Begging her husband to be back as early as possible from his business, she sets to work to make everything look as fresh, as dainty, as inviting as possible, and has a careful eye for any specks of dust which may happen to have escaped the attention of the housemaid's duster,
Her next care is to set out all the wedding presents that can be suitably displayed, remembering to give prominent positions to any given by the callers she expects. This is a form of gratitude not often practised, and yet it is a little attention that pleases the givers greatly.
Some recipients of presents think that when they have written a note of thanks or spoken a few words of appreciative acknowledgment, nothing more is necessary. Others, on the contrary, find a graceful word or two to say on the subject, perhaps even years after having received the gift. This gives great pleasure to the donor, especially since it does not belong to the form of gratitude that has been defined as "a lively sense of favours to come." Wedding presents do not always come twice in a life.
It is generally a little difficult in a party of this kind to know how many should be prepared for in the matter of refreshments. Answers to the invitation are not asked for, and very few write to say they are coming. Consequently, it is necessary to make provision for almost the whole number to whom cards have been sent. Much of the preparation can be managed at home, but there is one point on which there is usually a small difficulty. The young couple will seldom have enough cups and saucers for a gathering of the sort, and even teaspoons may run short. This possibility should be thought of in good time, and a sufficiency hired from a caterer.
Preparing for Quests
Of course, the whole affair can be undertaken by a caterer, but that is an extravagance which a newly married pair cannot always afford.
Bread-and-butter can always be cut at home, and plenty of it. Wafer-like slices of good bread with good butter are a form of food that never palls. Even children at a party choose bread-and-butter as a first course. An inexperienced hostess, who provided dainties only for her juvenile guests, was surprised at an almost general demand for bread-and-butter.
Sandwiches are almost as necessary, and there is practically no end to the variety that can be prepared-egg (in a paste), sardine (the fish skinned, boned, and reduced to a paste, with a very small quantity of cream), cucumber, potted meat or game, chicken-and-ham paste, shrimp or prawn, minced chicken or turkey, tomato (made into a puree with cream and carefully flavoured with salt and a touch of pepper), watercress-these and a dozen other sorts offer themselves for choice. I have not mentioned pate de foie gras because it is more expensive than any of the above, and we are supposed to be dealing with a young couple whose income is £300 a year, and who have, therefore, to be very careful about outlay. Flowers go far to make the room look nice, and, fortunately for all who love them, flowers are cheap almost all the year round. Even a few suffice to make a good effect. When they are skilfully arranged, each blossom tells, and there are now many pretty vases to be obtained which are also inexpensive.
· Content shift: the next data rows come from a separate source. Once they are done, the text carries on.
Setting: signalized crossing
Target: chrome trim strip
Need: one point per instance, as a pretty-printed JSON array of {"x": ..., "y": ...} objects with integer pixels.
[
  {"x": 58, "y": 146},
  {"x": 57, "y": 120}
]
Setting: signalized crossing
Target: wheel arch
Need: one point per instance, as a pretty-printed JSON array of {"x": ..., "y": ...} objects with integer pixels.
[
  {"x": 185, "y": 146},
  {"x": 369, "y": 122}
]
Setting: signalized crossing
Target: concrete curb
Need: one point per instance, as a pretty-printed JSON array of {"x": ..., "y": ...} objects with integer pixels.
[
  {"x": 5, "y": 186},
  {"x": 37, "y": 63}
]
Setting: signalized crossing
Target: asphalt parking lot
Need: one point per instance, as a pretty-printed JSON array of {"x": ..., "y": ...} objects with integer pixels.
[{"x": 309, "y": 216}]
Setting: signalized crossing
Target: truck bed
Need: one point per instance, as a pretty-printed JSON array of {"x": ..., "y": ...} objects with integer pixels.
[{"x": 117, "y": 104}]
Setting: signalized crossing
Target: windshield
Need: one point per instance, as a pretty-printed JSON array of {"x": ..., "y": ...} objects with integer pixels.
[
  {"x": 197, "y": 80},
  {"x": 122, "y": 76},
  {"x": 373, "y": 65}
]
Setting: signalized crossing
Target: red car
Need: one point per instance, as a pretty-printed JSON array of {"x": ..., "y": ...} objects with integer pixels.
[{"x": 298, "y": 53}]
In winter a softly shaded lamp and a glowing fire bestow an air of comfort that is in itself a greeting to the callers. A dainty teacloth should be chosen, and when all is arranged, the young hostess goes to make a careful toilette, one that will do equal honour to her guests and justice to her good looks.
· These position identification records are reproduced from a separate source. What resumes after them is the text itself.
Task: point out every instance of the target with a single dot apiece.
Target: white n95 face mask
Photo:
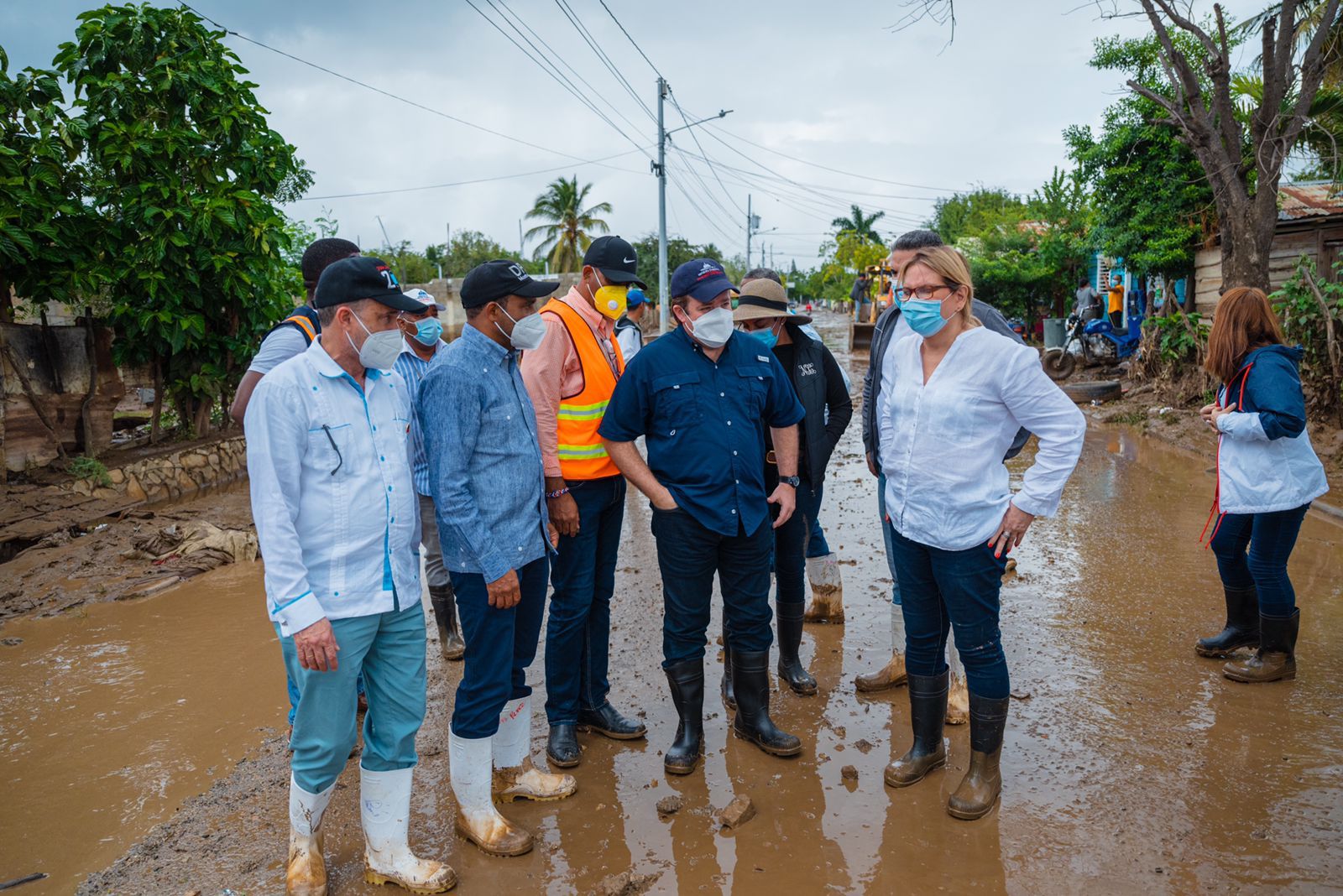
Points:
(380, 349)
(527, 334)
(712, 329)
Sometimes the going-away gown is donned for this occasion, or it may be one of the trousseau frocks is better suited for indoor wear. Choice will fall upon the most elaborate in the wardrobe. The occasion is unique, and the bride will be expected to dress up to it. Her friends would regard it as a bad compliment to them if she were to fail in this. But she is not at all likely to fail. The task will be a labour of love.
And now she stands ready, surveying with pleased eyes the room, the table, the flowers, the cakes, and with the entrance of her husband the pleasant circumstances are complete. Possibly she may never before have played the hostess, except in her girlhood's home, under the wing of her mother, and her enjoyment of the role is keen. Everybody is pleasant. The world always smiles upon the newly married. It is interested and curious. Every marriage is an experiment, and spectators wonder if it is going to be a success or otherwise. Bride and bridegroom are the objects of searching looks, veiled (sometimes but thinly) under a smiling pretence of carelessness. Women especially are keenly interested, the married because they know the pitfalls and chances of matrimony, the unmarried because they do not know and wonder if they ever will. The Good Hostess Equal attention will be paid to all. No one is neglected in the matter of refreshments. The happy host and hostess enjoy making much of their guests and looking after their comfort in every way. The host will see them to the door, while his wife remains with those who remain. Fresh tea is provided for newcomers, after the fashion of true hospitality. The bride is careful about this, for she has probably suffered in her time from the carelessness of hostesses who give their callers overdrawn tea loaded with tannin, bitter, tepid, unrefreshing. Our young bride knows better, and, with all the freshness and enthusiasm of her new position about her, means to keep well up to the mark in such matters.